We say “our school,” Chancellor Silber, because that is what Boston University is. It is a university BY the students, alumni, faculty and staff FOR the students, alumni, faculty and staff. Boston University is not your petty little fiefdom, though it would seem you would like to think so. Chancellor Silber, it has never been about guest policies, cable television, or any of the many things you have lambasted in your frequent tirades. Sir, it has always been about respect. A respect for the students, for the faculty, for the many people who make up the university; a respect that the university presidents and chancellors of other institutions seem to have for their colleagues and charges, but which you unfortunately lack. Your lack of respect for the people of Boston University has ruined your relationship with them; your general loathing and contempt for the men and women of the university is an insult to Boston University and the principles that an institution of higher learning stands for. Do not mistake our words as hatred for you, Mr. Silber, for they are anything but; instead, we pity you because at one time you possibly had great promise, but that promise has gone unfulfilled and all that is left is the man full of spite that we know all too well.

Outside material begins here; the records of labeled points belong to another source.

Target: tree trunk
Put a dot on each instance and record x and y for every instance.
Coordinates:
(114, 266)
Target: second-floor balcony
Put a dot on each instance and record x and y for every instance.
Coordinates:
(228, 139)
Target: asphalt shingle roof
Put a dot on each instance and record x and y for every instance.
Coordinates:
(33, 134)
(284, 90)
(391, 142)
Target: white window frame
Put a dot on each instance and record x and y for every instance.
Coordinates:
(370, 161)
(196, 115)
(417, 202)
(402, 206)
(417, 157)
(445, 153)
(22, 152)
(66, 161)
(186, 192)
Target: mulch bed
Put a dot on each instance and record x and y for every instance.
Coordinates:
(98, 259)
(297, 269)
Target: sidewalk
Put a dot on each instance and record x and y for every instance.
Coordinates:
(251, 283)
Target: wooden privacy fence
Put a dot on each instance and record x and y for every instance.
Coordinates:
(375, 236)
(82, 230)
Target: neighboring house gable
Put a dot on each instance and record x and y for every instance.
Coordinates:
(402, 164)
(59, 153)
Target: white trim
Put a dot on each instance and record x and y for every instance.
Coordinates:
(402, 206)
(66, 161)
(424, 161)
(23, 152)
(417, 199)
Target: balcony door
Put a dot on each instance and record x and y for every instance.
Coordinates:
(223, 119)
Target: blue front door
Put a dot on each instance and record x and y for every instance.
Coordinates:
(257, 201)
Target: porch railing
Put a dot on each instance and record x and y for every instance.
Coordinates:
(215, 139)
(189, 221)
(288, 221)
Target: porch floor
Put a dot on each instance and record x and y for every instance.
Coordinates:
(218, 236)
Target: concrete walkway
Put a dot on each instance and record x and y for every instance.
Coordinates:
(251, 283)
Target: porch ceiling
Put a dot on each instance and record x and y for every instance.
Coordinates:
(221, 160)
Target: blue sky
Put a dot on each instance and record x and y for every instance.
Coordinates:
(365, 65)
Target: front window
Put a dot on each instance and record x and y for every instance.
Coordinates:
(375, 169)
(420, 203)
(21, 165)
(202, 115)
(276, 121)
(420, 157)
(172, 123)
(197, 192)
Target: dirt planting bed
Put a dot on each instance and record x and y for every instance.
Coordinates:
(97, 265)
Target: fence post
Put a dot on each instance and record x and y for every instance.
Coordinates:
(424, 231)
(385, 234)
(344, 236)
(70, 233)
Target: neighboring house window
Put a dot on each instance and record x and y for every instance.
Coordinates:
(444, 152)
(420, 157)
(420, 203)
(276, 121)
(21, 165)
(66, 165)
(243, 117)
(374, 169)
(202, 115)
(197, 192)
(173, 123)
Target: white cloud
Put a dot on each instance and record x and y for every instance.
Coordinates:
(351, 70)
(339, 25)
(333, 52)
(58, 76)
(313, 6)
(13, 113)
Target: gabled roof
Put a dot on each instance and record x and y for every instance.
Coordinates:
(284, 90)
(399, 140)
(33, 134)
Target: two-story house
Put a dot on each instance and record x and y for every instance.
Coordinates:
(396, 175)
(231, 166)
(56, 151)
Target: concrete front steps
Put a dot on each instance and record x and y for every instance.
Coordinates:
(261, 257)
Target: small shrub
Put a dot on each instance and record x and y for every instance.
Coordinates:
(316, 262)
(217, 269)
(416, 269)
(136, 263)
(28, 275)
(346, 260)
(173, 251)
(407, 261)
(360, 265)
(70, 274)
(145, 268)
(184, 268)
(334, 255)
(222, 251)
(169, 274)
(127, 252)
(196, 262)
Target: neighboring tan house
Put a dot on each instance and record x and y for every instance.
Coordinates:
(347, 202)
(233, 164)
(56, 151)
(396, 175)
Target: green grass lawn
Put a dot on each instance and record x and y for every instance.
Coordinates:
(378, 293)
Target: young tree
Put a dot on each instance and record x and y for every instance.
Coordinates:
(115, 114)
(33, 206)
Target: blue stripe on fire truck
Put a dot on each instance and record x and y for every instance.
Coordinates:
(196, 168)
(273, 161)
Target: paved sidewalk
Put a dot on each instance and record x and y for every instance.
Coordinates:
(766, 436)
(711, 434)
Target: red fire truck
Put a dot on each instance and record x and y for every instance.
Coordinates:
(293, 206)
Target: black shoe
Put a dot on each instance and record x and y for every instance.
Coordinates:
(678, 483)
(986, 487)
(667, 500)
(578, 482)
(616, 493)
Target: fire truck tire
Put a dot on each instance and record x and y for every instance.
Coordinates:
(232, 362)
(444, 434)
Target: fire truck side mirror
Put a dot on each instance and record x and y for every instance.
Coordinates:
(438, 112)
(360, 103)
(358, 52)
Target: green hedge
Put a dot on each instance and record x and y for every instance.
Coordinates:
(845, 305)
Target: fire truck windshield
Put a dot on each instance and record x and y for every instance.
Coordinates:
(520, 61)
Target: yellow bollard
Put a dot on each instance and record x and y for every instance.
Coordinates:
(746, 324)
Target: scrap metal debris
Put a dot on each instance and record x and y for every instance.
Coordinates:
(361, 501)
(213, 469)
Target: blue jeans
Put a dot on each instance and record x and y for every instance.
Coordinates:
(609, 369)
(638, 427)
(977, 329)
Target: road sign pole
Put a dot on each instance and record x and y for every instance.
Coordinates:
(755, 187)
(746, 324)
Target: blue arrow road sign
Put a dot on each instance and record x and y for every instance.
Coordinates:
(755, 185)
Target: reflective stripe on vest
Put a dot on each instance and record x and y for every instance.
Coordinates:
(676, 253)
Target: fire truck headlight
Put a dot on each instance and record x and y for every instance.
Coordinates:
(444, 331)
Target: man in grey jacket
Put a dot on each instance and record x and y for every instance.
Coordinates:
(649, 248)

Signed, Karl Wicker CAS ’00 karl.wicker.2000@alum.bu.edu

Soo Young Chong CAS ’01 pontifex_mxms@yahoo.com

Justin Kulesza SMG ’01 jjkulesza@aol.com

Website | More Articles

This is an account occasionally used by the Daily Free Press editors to post archived posts from previous iterations of the site or otherwise for special circumstance publications. See authorship info on the byline at the top of the page.

Comments are closed.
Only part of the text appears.